Rédigé par deux universitaires parisiens, spécialistes des sciences de l’éducation, l’ouvrage présenté ici est très orienté par l’ancrage philosophique de ses auteurs. Organisé autour de huit chapitres, il pose quelques idées théoriques intéressantes même s’il est difficile à appréhender pour qui n’a pas les références et le vocable de cette coloration disciplinaire.
Le statut de l’hypothèse est questionné : passer de la croyance et de la connaissance à la mise en doute permet d’en tester la robustesse dans le but de ne pas vouloir à tout prix la valider.

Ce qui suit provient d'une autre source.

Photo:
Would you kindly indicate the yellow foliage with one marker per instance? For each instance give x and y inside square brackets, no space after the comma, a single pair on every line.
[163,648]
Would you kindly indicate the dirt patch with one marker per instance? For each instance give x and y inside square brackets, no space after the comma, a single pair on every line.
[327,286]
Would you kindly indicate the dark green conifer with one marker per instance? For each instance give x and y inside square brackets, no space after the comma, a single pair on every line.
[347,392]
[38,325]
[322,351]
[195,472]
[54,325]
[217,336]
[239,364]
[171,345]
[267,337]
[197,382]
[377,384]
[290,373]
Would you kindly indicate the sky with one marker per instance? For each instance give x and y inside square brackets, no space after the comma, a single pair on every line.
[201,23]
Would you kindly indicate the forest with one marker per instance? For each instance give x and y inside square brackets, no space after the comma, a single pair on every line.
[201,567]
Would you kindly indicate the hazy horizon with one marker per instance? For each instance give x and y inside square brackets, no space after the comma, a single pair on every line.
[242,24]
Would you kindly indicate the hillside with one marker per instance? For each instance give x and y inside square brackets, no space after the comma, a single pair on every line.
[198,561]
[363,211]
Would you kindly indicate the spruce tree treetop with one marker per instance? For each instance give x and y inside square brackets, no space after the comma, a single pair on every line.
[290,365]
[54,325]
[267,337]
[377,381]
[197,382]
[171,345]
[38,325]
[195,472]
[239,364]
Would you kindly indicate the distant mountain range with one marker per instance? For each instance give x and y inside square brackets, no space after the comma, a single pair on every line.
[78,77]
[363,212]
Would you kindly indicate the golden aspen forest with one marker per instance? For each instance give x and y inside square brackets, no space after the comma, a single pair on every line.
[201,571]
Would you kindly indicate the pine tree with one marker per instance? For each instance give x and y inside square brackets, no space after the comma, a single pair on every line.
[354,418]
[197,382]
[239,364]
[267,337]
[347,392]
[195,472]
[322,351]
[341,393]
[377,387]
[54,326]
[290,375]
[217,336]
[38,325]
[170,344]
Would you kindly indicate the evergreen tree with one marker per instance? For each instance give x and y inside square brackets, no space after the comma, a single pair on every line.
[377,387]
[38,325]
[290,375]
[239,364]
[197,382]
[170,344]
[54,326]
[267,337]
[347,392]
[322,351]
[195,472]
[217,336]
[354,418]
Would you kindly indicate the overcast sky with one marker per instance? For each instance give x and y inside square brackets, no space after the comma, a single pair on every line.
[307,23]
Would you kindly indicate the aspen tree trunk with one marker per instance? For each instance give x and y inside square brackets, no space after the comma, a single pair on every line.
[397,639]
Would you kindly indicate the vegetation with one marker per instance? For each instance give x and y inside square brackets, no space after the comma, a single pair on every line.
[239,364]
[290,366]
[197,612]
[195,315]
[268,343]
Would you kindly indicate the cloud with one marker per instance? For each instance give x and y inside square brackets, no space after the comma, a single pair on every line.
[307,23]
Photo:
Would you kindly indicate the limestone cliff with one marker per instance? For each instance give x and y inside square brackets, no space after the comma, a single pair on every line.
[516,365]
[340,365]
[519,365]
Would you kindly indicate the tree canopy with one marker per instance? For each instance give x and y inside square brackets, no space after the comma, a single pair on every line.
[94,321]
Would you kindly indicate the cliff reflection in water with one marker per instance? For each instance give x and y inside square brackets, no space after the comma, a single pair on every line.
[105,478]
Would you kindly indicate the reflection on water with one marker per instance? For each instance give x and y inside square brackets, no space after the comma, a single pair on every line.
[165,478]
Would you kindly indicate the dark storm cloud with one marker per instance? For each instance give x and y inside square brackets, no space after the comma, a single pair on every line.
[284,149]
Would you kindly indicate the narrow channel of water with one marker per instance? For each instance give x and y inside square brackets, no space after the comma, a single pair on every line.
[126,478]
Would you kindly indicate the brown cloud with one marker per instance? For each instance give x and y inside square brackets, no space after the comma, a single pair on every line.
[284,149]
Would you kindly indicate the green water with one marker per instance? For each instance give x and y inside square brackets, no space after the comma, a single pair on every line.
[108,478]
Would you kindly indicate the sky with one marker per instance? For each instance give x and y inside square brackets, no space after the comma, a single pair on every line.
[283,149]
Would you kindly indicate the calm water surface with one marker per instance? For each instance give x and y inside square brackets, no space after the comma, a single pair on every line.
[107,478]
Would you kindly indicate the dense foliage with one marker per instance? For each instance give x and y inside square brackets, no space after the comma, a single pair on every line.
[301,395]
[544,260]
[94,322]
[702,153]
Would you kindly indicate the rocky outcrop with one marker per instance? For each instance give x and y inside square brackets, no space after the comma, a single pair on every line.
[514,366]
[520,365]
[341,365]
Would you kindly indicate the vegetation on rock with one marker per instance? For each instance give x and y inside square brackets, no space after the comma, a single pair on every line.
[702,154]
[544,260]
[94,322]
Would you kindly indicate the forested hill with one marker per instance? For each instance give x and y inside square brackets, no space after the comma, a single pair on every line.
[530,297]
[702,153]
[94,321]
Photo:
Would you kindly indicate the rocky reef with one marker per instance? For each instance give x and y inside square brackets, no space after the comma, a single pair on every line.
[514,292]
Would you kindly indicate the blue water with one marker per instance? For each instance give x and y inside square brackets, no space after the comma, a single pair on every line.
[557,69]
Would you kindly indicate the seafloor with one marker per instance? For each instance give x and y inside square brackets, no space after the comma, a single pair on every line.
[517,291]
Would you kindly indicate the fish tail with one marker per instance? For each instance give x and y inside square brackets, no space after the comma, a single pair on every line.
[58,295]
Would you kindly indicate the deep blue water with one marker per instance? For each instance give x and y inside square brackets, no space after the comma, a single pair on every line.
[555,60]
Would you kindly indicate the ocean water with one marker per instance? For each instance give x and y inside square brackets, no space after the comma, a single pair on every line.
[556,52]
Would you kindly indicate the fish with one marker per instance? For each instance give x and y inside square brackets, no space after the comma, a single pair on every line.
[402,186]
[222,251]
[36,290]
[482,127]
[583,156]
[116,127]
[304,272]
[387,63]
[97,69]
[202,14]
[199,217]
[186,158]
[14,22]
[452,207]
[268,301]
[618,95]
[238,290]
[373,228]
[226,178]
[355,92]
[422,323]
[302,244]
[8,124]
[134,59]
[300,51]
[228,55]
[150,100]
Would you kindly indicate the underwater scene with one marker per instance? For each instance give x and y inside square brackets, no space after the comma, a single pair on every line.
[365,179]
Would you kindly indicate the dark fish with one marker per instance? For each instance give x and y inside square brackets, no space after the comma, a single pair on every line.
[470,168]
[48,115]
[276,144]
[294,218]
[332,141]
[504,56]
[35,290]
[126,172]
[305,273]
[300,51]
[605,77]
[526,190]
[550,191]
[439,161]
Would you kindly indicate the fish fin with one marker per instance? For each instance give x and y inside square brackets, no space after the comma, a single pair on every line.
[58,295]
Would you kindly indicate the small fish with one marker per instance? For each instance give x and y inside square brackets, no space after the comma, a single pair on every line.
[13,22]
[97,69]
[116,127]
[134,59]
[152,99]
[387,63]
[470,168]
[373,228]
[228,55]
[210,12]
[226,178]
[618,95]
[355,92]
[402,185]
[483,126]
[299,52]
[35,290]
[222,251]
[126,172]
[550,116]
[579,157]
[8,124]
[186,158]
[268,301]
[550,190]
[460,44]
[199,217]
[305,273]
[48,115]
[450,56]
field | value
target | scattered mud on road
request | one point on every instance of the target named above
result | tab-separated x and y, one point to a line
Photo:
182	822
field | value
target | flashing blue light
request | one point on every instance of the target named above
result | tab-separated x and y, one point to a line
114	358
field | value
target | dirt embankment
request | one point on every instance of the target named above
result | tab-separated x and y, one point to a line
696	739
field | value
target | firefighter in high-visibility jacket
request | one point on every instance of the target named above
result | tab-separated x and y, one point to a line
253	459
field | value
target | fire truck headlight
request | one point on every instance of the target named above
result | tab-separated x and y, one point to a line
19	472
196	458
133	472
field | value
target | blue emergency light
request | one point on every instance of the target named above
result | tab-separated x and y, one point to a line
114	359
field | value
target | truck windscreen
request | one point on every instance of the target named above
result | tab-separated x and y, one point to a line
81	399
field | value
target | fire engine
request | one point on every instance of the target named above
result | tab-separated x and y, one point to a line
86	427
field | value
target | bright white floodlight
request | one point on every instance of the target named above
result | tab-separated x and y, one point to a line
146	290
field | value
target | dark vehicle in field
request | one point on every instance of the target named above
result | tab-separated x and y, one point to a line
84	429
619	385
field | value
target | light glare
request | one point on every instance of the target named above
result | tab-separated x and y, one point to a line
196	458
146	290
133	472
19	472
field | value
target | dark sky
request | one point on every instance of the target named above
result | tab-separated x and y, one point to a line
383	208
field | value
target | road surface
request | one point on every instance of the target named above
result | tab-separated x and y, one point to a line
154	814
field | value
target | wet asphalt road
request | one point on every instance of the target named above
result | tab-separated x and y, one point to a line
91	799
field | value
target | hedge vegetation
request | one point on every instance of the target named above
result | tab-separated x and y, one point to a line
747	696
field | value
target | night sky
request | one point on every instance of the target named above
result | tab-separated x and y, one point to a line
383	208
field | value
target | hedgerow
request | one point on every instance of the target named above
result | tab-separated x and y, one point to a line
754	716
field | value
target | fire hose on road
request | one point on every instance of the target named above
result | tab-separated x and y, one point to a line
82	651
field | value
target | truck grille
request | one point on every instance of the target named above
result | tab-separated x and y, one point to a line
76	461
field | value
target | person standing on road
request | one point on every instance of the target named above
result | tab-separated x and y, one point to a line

La chronologie de la recherche est aussi interrogée : il est difficile de lui donner un début et presque contradictoire de vouloir lui affecter un terme. Le mode de pensée ne peut pas être linéaire, il est fait de nombreux retours en arrière (spirale).
La posture du chercheur est à la fois modeste (tenir compte des travaux antérieurs de la communauté) et orgueilleux (il prétend amener de la nouveauté).
Concernant l’éducation en tant que telle, le risque de vouloir en faire une technologie est réel car la demande sociale se focalise autour d’une technologie car elle apporte une réponse concrète. Cela explique que les travaux se situent davantage de la praxéologie que du côté de la production de connaissances.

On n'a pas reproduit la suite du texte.